基于kubernetes release-1.9
cmd/kube-controller-manager/app/autoscaling.go // HPA Controller的启动代码
/pkg/controller/podautoscaler
.
├── metrics
│ ├── BUILD
│ ├── interfaces.go
│ ├── legacy_metrics_client.go
│ ├── legacy_metrics_client_test.go
│ ├── rest_metrics_client.go
│ ├── rest_metrics_client_test.go
│ └── utilization.go
├── BUILD
├── OWNERS
├── doc.go
├── horizontal.go // podautoscaler的核心代码,包括其创建和运行的代码
├── horizontal_test.go
├── legacy_horizontal_test.go
├── legacy_replica_calculator_test.go
├── rate_limitters.go
├── replica_calculator.go // ReplicaCaculator的创建,以及根据cpu/metrics计算replicas的方法
└── replica_calculator_test.go
关于k8s hpa自定义指标的补充,具体详情可关注本博客的通过prometheus实现k8s hpa自定义指标系列文章。

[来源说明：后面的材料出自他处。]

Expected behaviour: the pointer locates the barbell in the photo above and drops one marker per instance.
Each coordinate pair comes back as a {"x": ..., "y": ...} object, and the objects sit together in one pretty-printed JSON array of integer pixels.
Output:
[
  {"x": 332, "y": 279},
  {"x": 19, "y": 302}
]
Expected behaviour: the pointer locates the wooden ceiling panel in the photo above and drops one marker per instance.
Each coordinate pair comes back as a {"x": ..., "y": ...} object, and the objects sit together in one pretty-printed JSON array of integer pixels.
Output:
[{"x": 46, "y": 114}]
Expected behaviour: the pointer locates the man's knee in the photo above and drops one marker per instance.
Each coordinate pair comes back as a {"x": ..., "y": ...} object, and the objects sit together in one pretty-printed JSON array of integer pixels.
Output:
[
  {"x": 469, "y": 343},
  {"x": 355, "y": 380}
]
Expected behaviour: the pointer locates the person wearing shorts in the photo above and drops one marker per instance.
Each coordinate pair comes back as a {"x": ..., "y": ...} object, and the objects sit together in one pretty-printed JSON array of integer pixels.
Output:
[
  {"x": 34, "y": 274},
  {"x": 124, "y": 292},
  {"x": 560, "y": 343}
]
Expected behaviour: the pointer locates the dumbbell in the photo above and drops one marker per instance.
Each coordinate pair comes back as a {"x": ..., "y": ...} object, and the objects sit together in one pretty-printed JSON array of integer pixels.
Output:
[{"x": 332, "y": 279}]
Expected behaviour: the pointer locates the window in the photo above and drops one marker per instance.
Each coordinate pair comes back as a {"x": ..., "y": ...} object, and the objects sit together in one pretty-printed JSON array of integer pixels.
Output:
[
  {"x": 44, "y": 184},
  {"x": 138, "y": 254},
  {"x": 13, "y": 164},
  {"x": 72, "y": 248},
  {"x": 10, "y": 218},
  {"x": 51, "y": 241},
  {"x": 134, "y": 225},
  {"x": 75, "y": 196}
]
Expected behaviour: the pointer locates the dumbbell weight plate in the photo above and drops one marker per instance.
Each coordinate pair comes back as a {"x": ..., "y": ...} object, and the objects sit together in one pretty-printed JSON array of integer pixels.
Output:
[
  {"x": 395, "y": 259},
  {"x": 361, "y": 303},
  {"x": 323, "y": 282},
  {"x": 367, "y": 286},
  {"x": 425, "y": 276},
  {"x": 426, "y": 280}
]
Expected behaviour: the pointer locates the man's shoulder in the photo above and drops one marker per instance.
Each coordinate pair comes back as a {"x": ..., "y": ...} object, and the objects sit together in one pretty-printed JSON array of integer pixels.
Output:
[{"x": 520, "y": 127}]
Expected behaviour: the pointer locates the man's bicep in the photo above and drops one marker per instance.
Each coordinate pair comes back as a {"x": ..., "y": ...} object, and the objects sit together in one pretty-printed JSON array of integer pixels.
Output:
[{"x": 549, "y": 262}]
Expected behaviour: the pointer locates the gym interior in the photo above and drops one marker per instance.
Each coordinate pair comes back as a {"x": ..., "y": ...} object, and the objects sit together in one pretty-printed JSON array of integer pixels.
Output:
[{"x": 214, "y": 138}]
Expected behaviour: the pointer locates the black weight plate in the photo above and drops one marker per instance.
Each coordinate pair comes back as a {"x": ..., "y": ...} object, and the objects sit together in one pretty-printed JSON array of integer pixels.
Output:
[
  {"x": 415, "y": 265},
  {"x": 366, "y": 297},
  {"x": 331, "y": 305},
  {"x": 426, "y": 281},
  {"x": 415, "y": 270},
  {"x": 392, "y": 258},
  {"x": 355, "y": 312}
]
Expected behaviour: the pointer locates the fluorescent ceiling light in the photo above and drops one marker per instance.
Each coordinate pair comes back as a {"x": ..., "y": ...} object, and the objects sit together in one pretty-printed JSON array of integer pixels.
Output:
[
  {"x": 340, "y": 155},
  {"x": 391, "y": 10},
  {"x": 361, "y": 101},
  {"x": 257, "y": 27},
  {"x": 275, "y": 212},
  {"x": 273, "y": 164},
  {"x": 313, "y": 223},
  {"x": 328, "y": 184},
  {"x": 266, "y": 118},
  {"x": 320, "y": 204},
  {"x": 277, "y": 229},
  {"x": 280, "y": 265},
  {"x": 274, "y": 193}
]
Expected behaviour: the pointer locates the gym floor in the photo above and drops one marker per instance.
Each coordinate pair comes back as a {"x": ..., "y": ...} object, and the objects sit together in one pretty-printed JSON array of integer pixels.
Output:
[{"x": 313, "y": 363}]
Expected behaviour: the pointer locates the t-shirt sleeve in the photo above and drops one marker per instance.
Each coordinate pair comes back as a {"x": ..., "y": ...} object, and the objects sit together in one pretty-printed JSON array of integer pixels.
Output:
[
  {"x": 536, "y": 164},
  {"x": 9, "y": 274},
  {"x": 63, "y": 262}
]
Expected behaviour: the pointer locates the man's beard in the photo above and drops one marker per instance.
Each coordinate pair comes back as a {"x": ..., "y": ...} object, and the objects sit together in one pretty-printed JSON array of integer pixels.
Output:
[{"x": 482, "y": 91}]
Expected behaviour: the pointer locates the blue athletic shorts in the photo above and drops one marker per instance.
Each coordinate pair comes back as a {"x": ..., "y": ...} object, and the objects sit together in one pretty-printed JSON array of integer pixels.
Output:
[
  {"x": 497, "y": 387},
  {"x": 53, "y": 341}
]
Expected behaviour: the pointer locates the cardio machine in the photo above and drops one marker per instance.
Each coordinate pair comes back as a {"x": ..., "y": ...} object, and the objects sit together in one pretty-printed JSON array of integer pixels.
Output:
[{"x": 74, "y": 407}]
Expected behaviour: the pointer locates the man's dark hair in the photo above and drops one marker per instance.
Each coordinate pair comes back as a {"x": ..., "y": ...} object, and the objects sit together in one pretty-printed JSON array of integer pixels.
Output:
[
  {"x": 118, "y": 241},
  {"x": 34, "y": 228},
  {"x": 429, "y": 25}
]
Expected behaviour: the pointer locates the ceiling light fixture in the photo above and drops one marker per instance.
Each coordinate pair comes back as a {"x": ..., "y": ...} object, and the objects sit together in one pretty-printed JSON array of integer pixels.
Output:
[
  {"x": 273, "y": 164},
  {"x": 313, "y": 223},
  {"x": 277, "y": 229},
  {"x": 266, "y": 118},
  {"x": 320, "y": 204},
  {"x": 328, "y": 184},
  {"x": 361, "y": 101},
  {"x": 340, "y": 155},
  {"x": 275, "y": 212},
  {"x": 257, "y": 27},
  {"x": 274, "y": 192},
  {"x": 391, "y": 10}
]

hpa启动代码位于/cmd/kube-controller-manager/app/controllermanager.go:345
// NewControllerInitializers is a public map of named controller groups (you can start more than one in an init func)
// paired to their InitFunc. This allows for structured downstream composition and subdivision.
func NewControllerInitializers() map[string]InitFunc {
controllers := map[string]InitFunc{}
...
controllers["job"] = startJobController
controllers["deployment"] = startDeploymentController
controllers["replicaset"] = startReplicaSetController
controllers["horizontalpodautoscaling"] = startHPAController
controllers["disruption"] = startDisruptionController
controllers["statefulset"] = startStatefulSetController
controllers["cronjob"] = startCronJobController
...
return controllers
}
HPA的配置参数如下:
--horizontal-pod-autoscaler-downscale-delay duration The period since last downscale, before another downscale can be performed in horizontal pod autoscaler. (default 5m0s)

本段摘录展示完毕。